Paper 2024/771

SQIsign2D-East: A New Signature Scheme Using 2-dimensional Isogenies

Abstract

Isogeny-based cryptography is cryptographic schemes whose security is based on the hardness of a mathematical problem called the isogeny problem, and is attracting attention as one of the candidates for post-quantum cryptography. A representative isogeny-based cryptography is the signature scheme called SQIsign, which was submitted to the NIST PQC standardization competition. SQIsign has attracted much attention because of its very short signature and key size among the candidates for the NIST PQC standardization. Recently, a lot of new schemes have been proposed that use high-dimensional isogenies. Among them, the signature scheme called SQIsignHD has an even shorter signature size than SQIsign.
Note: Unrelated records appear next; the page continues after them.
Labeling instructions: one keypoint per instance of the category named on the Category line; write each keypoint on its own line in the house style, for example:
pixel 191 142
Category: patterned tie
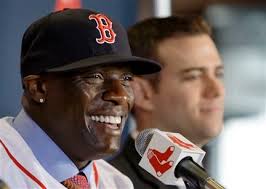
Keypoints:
pixel 78 181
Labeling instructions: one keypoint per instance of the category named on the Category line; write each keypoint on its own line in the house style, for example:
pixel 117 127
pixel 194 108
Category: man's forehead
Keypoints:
pixel 106 68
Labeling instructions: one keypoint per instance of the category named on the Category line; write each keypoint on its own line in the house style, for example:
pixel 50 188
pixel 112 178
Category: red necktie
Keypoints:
pixel 78 181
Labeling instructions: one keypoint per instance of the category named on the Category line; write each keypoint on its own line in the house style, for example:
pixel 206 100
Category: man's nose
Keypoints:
pixel 115 92
pixel 214 87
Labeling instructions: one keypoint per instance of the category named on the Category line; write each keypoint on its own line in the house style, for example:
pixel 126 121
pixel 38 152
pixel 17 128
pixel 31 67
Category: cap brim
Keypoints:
pixel 139 66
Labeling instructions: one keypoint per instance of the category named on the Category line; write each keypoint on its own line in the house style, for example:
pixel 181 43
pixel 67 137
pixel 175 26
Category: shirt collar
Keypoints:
pixel 50 156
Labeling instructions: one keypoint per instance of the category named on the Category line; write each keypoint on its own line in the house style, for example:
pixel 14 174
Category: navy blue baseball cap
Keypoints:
pixel 74 39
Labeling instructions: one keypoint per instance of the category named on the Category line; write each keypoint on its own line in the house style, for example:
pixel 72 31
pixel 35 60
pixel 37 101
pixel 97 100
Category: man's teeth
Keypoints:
pixel 107 119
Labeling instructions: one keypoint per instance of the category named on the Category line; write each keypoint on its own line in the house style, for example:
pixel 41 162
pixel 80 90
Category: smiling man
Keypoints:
pixel 76 69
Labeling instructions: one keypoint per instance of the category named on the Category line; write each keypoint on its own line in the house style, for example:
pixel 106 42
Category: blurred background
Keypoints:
pixel 237 157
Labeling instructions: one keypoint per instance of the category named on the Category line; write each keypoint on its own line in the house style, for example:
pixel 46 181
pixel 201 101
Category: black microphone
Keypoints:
pixel 149 144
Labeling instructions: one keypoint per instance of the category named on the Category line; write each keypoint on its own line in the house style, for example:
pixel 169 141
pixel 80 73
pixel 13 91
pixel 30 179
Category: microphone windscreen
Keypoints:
pixel 143 139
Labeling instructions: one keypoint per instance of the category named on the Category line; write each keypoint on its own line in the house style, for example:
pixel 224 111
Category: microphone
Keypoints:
pixel 167 156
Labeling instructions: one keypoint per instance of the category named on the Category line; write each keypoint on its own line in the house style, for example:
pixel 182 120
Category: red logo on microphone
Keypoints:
pixel 180 142
pixel 159 160
pixel 104 26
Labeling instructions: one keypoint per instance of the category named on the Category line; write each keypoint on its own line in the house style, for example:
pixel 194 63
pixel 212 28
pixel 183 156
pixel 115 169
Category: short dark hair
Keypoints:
pixel 147 34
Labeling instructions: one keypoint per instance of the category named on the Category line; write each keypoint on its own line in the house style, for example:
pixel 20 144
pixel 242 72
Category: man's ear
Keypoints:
pixel 35 88
pixel 143 92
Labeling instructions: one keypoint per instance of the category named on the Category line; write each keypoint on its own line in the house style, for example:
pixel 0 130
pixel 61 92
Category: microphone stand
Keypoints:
pixel 195 175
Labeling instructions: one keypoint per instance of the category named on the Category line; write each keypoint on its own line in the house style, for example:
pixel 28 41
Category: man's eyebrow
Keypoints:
pixel 201 69
pixel 186 70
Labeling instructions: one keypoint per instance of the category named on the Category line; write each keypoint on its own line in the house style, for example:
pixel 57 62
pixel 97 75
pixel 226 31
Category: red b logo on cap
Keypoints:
pixel 104 26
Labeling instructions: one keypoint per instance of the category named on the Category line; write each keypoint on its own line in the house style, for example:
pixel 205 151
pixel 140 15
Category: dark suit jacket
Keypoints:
pixel 127 162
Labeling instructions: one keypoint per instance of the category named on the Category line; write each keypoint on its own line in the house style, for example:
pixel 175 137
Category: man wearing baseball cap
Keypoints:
pixel 76 69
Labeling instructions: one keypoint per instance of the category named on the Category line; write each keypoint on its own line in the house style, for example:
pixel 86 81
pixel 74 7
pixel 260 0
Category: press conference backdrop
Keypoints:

However, it requires 4-dimensional isogeny computations for the signature verification. In this paper, we propose a new signature scheme, SQIsign2D-East, which requires only two-dimensional isogeny computations for verification, thus reducing the computational cost of verification. First, we generalized an algorithm called RandIsogImg, which computes a random isogeny of non-smooth degree. Then, by using this generalized RandIsogImg, we construct a new signature scheme SQIsign2D-East.

Note: An attack that reduces the security to half (from λ-bit security to λ/2-bit security) has been reported by Wouter Castryck, Mingjie Chen, Riccardo Invernizzi, Gioella Lorenzon and Frederik Vercauteren. This attack can be avoided by making partial modifications to our protocol, and we are currently working on these adjustments.